Establishing these direct connections allows brands to communicate and market to their audience without dependence on external tracking mechanisms.

Strengthening D2C Strategies

The need for first-party data will compel brands and merchants to focus on fostering direct relationships with consumers. This shift inherently supports the D2C model, where brands control the entire customer experience.

Consequently, these data privacy changes are expected to generate even more substantial momentum for D2C businesses.

The Shift to Commerce-Driven Revenue for Social Media and Publishers

Changes to cookie policies and app tracking are prompting social media platforms and publishers to prioritize revenue models centered around direct commerce. The increasing difficulty associated with affiliate and traditional third-party advertising is a key driver of this transformation.

A glimpse into the future of social shopping can be seen in China, where social media and e-commerce are deeply intertwined. Platforms like Facebook, Instagram, TikTok, Snapchat, and Pinterest are expected to emulate this integrated experience.

Increased In-Platform Shopping

Product discovery and the completion of purchases are anticipated to occur more frequently within these platforms. Predictions suggest substantial e-commerce revenue growth for platforms like Facebook; some analysts forecast $200 million to $300 million in revenue from Facebook Shops during the third quarter of this year.
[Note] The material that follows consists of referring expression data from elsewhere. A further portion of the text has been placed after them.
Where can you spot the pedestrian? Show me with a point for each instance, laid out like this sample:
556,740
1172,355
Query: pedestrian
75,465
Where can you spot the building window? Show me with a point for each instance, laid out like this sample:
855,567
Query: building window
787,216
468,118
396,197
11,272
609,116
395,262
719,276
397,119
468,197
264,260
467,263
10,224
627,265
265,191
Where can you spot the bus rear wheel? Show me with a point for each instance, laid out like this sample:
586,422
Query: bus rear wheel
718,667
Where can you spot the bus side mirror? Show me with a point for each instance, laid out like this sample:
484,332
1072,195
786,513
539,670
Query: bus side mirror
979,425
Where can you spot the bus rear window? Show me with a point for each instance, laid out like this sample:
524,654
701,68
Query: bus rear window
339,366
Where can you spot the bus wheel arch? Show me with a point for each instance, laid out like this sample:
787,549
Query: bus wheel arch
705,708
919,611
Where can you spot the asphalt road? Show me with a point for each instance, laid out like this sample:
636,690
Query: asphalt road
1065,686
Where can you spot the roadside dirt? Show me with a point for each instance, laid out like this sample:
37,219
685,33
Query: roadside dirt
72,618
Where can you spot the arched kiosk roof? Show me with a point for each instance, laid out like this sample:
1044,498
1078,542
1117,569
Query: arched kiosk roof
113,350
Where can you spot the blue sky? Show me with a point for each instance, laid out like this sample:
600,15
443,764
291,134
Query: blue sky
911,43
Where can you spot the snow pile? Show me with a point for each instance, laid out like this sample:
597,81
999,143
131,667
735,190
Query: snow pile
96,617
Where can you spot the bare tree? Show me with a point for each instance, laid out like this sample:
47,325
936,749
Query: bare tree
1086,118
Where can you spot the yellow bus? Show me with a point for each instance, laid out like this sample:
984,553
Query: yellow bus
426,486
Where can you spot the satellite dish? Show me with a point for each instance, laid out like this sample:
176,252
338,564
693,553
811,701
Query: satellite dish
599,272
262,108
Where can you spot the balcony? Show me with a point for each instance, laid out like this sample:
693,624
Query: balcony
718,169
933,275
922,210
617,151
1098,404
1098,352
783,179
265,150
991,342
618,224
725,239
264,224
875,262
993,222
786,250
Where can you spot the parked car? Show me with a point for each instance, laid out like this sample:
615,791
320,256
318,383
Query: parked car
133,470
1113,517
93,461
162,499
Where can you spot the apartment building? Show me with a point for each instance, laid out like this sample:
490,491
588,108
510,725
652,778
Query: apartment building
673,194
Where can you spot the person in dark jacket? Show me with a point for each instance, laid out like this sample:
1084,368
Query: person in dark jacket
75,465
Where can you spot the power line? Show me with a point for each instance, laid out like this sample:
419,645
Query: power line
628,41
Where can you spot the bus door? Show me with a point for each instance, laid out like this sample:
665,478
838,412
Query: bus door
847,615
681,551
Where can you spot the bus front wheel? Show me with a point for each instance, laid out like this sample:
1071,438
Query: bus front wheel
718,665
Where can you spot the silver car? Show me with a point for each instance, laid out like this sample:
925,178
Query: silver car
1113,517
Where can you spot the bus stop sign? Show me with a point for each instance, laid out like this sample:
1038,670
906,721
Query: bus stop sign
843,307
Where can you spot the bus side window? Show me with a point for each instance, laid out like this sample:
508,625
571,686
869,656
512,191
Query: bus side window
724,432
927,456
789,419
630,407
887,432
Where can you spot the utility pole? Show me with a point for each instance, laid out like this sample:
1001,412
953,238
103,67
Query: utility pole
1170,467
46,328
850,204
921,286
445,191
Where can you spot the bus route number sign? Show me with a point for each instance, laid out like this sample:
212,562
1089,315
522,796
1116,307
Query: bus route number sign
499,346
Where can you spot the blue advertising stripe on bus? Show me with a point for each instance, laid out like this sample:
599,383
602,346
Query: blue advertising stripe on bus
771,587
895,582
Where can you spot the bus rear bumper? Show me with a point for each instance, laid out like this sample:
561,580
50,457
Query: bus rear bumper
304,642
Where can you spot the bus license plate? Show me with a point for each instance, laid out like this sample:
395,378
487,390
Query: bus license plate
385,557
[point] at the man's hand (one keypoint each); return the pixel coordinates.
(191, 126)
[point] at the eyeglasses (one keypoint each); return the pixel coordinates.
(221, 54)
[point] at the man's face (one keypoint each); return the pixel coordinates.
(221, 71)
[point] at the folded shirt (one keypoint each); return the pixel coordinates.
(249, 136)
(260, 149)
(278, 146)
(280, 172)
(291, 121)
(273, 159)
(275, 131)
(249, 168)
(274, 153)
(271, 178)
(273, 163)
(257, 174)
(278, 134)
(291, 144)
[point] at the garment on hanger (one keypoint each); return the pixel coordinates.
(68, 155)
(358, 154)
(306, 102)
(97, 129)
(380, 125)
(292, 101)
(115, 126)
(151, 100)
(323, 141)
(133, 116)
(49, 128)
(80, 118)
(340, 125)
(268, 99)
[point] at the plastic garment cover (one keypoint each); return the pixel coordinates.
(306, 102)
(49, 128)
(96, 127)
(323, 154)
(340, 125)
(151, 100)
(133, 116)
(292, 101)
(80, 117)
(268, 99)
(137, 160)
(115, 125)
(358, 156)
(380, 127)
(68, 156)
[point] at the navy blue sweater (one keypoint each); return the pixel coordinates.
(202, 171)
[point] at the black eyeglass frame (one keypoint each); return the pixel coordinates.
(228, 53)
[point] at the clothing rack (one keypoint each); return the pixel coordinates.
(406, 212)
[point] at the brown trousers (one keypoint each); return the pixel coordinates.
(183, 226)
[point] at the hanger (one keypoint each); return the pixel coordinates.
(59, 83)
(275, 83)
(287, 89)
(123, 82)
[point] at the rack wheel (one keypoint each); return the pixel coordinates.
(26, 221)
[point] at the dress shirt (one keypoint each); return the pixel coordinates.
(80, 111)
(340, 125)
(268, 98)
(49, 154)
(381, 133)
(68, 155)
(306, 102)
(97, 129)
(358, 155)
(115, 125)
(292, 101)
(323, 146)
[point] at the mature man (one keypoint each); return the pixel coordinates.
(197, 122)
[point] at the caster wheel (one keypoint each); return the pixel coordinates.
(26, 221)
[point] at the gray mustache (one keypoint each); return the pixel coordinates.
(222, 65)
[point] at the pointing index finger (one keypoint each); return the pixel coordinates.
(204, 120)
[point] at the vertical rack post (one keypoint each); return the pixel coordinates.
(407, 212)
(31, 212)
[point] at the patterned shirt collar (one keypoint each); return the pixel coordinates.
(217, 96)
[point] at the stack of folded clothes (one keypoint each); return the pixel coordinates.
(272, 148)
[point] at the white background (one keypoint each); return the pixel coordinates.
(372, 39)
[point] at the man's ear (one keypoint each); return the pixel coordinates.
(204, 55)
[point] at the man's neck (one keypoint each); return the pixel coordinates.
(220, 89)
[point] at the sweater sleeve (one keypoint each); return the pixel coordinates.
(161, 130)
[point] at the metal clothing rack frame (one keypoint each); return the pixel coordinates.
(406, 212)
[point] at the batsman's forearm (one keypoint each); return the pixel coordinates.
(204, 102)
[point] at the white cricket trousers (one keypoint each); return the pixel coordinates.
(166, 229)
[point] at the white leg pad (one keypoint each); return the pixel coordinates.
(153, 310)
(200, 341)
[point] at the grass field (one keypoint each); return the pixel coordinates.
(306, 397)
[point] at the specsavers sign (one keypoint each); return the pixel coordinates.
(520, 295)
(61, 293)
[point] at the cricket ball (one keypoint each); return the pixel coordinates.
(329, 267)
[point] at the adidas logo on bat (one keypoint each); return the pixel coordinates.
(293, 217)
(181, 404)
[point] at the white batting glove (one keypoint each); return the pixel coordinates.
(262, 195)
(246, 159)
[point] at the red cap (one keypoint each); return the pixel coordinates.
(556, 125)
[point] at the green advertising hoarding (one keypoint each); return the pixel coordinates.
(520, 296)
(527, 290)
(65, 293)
Publishers Embracing Direct-to-Consumer Sales

Several publishers, including BuzzFeed, have begun incorporating product sales directly into their articles. This strategy recognizes the higher revenue potential of direct-to-consumer sales.

Brands are more inclined to share a percentage of sales revenue compared to focusing on proving attribution for lower Cost-Per-Click (CPC) or Cost-Per-Mille (CPM) affiliate advertising revenue.

Affiliate marketing is becoming less effective, leading to a need for new monetization strategies.

E-commerce within social platforms is poised for significant expansion.

Achieving 50% E-commerce Adoption

Over the past ten years, the United States has seen a significant rise in e-commerce adoption, increasing from 5% to nearly 17%. Remarkably, close to half of this growth occurred within the single most recent year.

Although we do not anticipate the same rate of yearly expansion in the future, consumer shopping habits have undergone a permanent transformation.

Equally significant is the evolving preference among merchants, who are increasingly favoring Direct-to-Consumer (D2C) sales channels over traditional marketplaces.

The Role of D2C

This shift towards D2C is a key factor driving the anticipated progress over the next decade, as we move closer to the projected 50% e-commerce penetration rate.

We are enthusiastic about observing this evolution and the emergence of innovative businesses dedicated to supporting merchants worldwide.

The fundamental changes in how consumers shop and how businesses choose to operate are paving the way for continued growth in the e-commerce sector.